Made from turtle shell, wood and bird feathers, and designed to transform its wearer into a crocodile, the striking mask at the centre of this display reflects the strong cultural, economic and spiritual links between the Torres Strait Islanders and their ‘sea country’.
The crocodile is an important totem on the islands, and crocodile masks are worn by male dancers in funerary rites and other ceremonies. Shells and nuts hang from the crocodile’s jaw and make a rattling sound as its wearer dances.
The mask is part of an extensive collection of costume and dance ornaments collected on the Australian Museum expedition to Torres Strait by Charles Hedley and Allan McCulloch in 1907. While it was collected on the eastern island of Mer, the mask-making tradition from which it comes is from the western Torres Strait.
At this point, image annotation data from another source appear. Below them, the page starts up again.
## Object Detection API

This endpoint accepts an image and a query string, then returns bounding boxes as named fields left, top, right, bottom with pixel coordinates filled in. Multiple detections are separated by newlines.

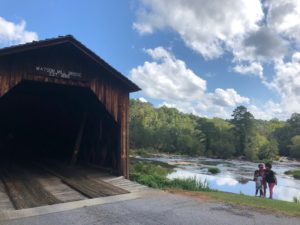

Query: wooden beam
left=71, top=110, right=87, bottom=165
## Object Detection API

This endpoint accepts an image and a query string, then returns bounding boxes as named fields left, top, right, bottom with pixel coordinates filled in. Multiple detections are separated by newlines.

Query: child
left=265, top=163, right=277, bottom=199
left=254, top=170, right=264, bottom=197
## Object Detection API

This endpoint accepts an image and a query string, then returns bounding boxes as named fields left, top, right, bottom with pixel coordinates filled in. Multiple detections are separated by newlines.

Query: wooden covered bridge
left=0, top=35, right=145, bottom=209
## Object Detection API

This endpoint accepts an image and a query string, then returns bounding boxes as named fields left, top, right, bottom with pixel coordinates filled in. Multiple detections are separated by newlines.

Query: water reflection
left=146, top=157, right=300, bottom=201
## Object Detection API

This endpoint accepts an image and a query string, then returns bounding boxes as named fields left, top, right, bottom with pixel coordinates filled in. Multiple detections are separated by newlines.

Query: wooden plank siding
left=0, top=36, right=138, bottom=177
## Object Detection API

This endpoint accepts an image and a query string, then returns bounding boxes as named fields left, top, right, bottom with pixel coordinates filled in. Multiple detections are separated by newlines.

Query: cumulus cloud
left=133, top=0, right=264, bottom=59
left=139, top=97, right=148, bottom=103
left=133, top=0, right=300, bottom=119
left=272, top=52, right=300, bottom=114
left=130, top=47, right=206, bottom=101
left=130, top=47, right=250, bottom=118
left=233, top=62, right=263, bottom=79
left=265, top=0, right=300, bottom=45
left=232, top=26, right=288, bottom=62
left=0, top=17, right=38, bottom=45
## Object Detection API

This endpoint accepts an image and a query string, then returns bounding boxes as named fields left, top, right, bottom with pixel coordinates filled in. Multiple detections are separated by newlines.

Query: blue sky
left=0, top=0, right=300, bottom=119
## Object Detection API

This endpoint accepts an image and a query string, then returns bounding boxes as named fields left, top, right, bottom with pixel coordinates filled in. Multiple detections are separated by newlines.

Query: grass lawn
left=285, top=170, right=300, bottom=180
left=129, top=159, right=300, bottom=217
left=205, top=192, right=300, bottom=217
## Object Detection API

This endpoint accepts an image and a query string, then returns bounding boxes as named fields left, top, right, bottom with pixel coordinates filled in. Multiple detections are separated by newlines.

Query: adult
left=265, top=163, right=277, bottom=199
left=253, top=163, right=267, bottom=197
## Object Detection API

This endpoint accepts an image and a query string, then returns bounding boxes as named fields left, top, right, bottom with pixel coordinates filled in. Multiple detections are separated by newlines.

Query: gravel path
left=0, top=192, right=300, bottom=225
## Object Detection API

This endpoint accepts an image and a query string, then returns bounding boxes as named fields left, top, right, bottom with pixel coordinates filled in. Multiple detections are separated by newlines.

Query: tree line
left=129, top=99, right=300, bottom=161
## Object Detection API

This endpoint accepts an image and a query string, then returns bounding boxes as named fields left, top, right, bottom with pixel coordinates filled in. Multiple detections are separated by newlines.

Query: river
left=142, top=156, right=300, bottom=201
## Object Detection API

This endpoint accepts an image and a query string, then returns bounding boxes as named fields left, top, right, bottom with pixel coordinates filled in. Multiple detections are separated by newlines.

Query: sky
left=0, top=0, right=300, bottom=120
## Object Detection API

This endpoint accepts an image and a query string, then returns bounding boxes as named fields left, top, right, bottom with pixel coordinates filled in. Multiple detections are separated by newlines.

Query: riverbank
left=130, top=159, right=300, bottom=217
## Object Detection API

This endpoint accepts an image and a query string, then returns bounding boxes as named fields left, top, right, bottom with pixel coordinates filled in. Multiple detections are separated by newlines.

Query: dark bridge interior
left=0, top=81, right=119, bottom=170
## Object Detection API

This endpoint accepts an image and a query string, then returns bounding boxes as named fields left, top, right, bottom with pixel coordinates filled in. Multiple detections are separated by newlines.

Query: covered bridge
left=0, top=35, right=139, bottom=177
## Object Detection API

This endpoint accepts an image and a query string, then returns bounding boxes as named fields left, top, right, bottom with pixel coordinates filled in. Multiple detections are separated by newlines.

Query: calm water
left=142, top=156, right=300, bottom=201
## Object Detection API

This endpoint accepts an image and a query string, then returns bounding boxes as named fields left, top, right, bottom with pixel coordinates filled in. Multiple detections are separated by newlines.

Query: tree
left=258, top=139, right=279, bottom=160
left=231, top=106, right=254, bottom=156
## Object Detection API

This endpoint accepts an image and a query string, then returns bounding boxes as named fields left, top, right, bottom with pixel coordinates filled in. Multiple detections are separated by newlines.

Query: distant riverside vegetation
left=129, top=99, right=300, bottom=161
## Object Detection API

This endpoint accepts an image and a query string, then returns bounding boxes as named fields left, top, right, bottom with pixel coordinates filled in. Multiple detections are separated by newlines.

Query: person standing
left=254, top=170, right=264, bottom=197
left=265, top=163, right=277, bottom=199
left=253, top=163, right=267, bottom=198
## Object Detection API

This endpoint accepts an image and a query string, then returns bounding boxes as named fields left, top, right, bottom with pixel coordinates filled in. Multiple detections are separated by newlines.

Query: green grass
left=205, top=192, right=300, bottom=217
left=129, top=159, right=300, bottom=217
left=284, top=170, right=300, bottom=179
left=208, top=167, right=221, bottom=174
left=129, top=159, right=209, bottom=191
left=129, top=148, right=159, bottom=158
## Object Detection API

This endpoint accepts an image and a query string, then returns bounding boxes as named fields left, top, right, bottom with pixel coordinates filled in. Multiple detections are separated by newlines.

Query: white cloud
left=139, top=97, right=148, bottom=103
left=271, top=52, right=300, bottom=114
left=233, top=62, right=263, bottom=79
left=208, top=88, right=250, bottom=107
left=266, top=0, right=300, bottom=45
left=130, top=47, right=250, bottom=118
left=130, top=47, right=206, bottom=101
left=133, top=0, right=264, bottom=59
left=133, top=0, right=300, bottom=119
left=0, top=17, right=38, bottom=45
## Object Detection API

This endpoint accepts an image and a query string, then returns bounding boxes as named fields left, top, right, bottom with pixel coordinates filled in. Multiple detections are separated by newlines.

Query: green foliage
left=129, top=100, right=300, bottom=161
left=231, top=106, right=254, bottom=159
left=129, top=100, right=204, bottom=155
left=208, top=167, right=221, bottom=174
left=289, top=135, right=300, bottom=159
left=258, top=139, right=279, bottom=160
left=284, top=170, right=300, bottom=180
left=129, top=160, right=209, bottom=191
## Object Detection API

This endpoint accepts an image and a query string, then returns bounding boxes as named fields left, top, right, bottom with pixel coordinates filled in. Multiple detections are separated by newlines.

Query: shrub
left=208, top=167, right=221, bottom=174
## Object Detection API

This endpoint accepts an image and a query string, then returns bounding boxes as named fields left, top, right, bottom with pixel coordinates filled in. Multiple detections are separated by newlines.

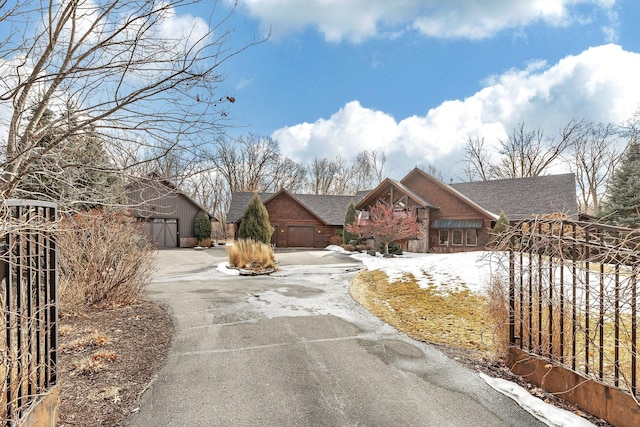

It is likely that the mask was made as a replica to demonstrate the islands’ old traditions to the visiting researchers. Many of these traditions had been abandoned with the adoption of Christianity in the 1870s.
Hedley and McCulloch also collected the dari or feather headdress which sits to the right of the crocodile mask. Dari were worn mostly by fierce tribal warriors. More recently, the dari became an important symbol of the campaign for land rights. Led by Eddie Mabo, islanders from Mer were the first of Australia’s Indigenous people to be granted native title, in 1992. The officially recognised flag of the Torres Strait Islands now features a stylised dari at its centre.
The two arrows in this showcase represent the cultural links between the Torres Strait Islands and New Guinea. Though they were collected on the island of Mer, they were most likely brought back from New Guinea by local warriors. The arrows were rediscovered in the Museum’s collections 117 years after they were thought to have been destroyed along with most of the Museum’s anthropological collections when the Garden Palace exhibition building was destroyed by fire in 1882.